Bernard KAYES a dit…

La France a déjà rejeté l'idée d'un Patriot Act. Elle reste toujours dans la tiédeur pour ne point heurter ses amis Saoudiens, Qataris, Turcs ou Algériens, que l'on dédouane avec véhémence de leurs soutiens au Terrorisme et à l'Islamisation de l'Europe. Tant que ces questions ne sont pas réglées, on restera dans la Réaction, jamais dans l'Action . Sarkozy n'a pas fait mieux non plus .

Bernard ALLOUCHE a dit…

Je ne comprends pas le mot "jeunes" au début de l'article.

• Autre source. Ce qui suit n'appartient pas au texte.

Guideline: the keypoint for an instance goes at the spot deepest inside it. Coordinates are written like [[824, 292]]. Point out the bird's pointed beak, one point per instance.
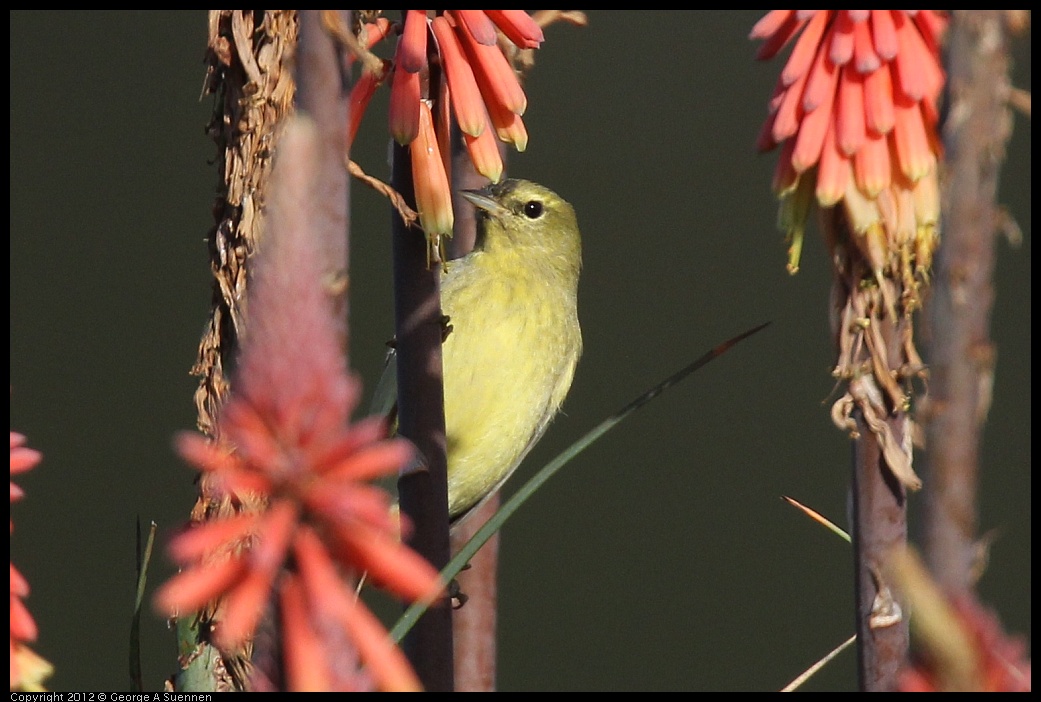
[[482, 200]]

Est ce l'oubli involontaire d'inclure parmi les victimes l'homme de 63 ans assassiné.
Il est difficile de juger si la France est en droit de réfléchir sur la possibilité d'instaurer un Patriot act. Il est aussi excessif de parler de méthode équivalente à la barbarie de ces "fous de dieux".
Le fait de se poser la question si l'état a le droit d'utiliser ces méthodes est déjà une preuve de démocratie.
Comme en Israel en France ou aux États Unis de telles décisions une fois votées peuvent être annulées par l'autorité suprême, le conseil constitutionnel en France, la cour suprême en Israel.
Peut on oublier les écoutes du canard enchaîné ou les écoutes mises en place par notre ancien président "démocrate" Mitterrand.
En conclusion je me dis faisons confiance à nos démocraties et restons vigilants sur leurs institutions afin que ces illuminés ne s'en servent pas pour nous détruire.